Even more strikingly, both parasites have lost a similar set of genes. Obtaining nutrients from a host means that the genes involved in photosynthesis are no longer needed. The two parasites have also retained genes related to metabolism; they still need some means of processing the stolen nutrients.
Interestingly, the researchers found both plants have lost the genes for synthesizing abscisic acid, a hormone used by plants for signaling and stress responses. But while Balonophora can’t make abscisic acid, it can still use it for signaling. This suggests that it may have lost genes that would overlap with some host functions, so as not to harm the host.
“The majority of the lost genes in Balanophora are probably related to functions essential in green plants, which have become functionally unnecessary in the parasites,” says botanist Sean Graham of the University of British Columbia.
“That said, there are probably instances where the gene loss was actually beneficial, rather than reflecting a simply loss of function. The loss of their entire abscisic acid biosynthesis pathway may be a good example. It may help them to maintain physiological synchronization with the host plants. This needs to be tested in the future.”
This means some gene loss in parasites isn’t just a loss of unnecessary function, but an adaptation to the parasite lifestyle. It’s a fascinating revelation that could help us better understand how parasitic and symbiotic relationships evolve between organisms.

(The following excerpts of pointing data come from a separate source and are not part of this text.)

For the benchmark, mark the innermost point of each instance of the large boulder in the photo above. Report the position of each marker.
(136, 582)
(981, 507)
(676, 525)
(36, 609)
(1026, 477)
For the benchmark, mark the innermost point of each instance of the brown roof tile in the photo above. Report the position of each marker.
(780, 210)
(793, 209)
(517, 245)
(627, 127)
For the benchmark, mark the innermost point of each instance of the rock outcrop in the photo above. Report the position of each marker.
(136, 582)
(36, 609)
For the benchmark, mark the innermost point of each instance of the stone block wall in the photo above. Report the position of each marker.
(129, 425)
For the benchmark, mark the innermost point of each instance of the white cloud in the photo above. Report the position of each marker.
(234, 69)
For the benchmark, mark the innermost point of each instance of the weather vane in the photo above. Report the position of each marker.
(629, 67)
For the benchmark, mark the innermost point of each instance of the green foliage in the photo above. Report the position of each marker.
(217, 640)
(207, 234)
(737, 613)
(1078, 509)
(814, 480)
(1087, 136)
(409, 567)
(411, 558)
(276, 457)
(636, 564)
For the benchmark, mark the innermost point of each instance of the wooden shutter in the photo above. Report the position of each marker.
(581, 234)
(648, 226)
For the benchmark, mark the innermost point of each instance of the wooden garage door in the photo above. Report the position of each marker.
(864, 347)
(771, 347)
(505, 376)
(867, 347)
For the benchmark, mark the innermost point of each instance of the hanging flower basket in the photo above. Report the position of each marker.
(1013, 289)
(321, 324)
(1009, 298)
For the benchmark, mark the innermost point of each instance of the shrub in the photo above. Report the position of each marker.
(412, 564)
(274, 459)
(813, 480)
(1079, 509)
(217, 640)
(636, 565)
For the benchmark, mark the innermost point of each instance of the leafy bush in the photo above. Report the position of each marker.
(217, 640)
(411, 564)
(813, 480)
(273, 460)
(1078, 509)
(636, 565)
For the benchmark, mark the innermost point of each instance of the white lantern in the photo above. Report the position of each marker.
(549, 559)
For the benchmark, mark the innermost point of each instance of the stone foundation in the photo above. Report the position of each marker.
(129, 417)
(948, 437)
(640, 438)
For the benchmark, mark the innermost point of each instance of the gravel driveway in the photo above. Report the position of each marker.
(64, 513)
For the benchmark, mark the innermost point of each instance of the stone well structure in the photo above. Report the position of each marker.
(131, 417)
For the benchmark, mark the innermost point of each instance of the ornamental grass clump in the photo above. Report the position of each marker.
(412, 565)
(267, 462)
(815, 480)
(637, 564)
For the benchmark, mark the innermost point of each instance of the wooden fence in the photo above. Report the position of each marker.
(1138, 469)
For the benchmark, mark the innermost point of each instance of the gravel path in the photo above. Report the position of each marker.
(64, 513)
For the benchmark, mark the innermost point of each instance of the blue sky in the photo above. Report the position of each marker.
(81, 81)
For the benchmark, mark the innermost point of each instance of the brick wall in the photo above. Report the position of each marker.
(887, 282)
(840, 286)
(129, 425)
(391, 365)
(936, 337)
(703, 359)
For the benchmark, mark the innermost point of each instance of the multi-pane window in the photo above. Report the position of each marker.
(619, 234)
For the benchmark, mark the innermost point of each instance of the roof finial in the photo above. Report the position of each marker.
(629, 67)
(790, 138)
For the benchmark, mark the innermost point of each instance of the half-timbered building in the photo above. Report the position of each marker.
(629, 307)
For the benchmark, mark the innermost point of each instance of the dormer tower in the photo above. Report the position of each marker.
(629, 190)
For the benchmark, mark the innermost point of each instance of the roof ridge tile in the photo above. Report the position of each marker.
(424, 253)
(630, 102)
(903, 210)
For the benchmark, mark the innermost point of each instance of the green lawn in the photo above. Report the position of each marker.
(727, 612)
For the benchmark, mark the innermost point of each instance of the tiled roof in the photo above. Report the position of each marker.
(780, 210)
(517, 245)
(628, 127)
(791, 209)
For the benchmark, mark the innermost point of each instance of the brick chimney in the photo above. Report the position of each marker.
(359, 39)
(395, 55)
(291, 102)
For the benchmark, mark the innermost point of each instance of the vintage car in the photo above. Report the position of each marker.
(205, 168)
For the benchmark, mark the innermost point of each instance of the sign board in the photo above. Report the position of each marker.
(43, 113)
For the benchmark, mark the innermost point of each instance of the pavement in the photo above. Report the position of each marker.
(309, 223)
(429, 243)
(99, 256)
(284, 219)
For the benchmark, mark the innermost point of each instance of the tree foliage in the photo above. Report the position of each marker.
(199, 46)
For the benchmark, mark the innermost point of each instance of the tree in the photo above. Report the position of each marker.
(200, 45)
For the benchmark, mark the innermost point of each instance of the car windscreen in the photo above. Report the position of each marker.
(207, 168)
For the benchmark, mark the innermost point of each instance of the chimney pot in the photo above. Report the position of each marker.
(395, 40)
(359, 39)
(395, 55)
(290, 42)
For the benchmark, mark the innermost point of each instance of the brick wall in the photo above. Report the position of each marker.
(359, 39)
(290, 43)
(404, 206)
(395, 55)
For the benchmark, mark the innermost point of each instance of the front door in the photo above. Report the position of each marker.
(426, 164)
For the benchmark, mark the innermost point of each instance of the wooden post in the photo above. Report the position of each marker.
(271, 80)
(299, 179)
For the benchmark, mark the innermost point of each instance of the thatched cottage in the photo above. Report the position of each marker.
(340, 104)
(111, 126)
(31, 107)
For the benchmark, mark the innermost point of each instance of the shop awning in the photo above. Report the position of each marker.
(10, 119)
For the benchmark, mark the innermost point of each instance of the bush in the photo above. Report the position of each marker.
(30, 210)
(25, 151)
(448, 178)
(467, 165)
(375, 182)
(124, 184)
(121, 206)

The team suggests that other holoparasitic plants might display similar traits that could help not just study parasite-host relationships, but how plants communicate with each other.
“The study of parasitic plants deepens our understanding of dramatic genomic alterations and the complex interactions between parasitic plants and their hosts,” says geneticist Huan Liu of BGI Research.
“The genomic data provides valuable insights into the evolution and genetic mechanisms behind the dependency of parasitic plants on their hosts, and how they manipulate host plants to survive.”
The research has been published in Nature Plants.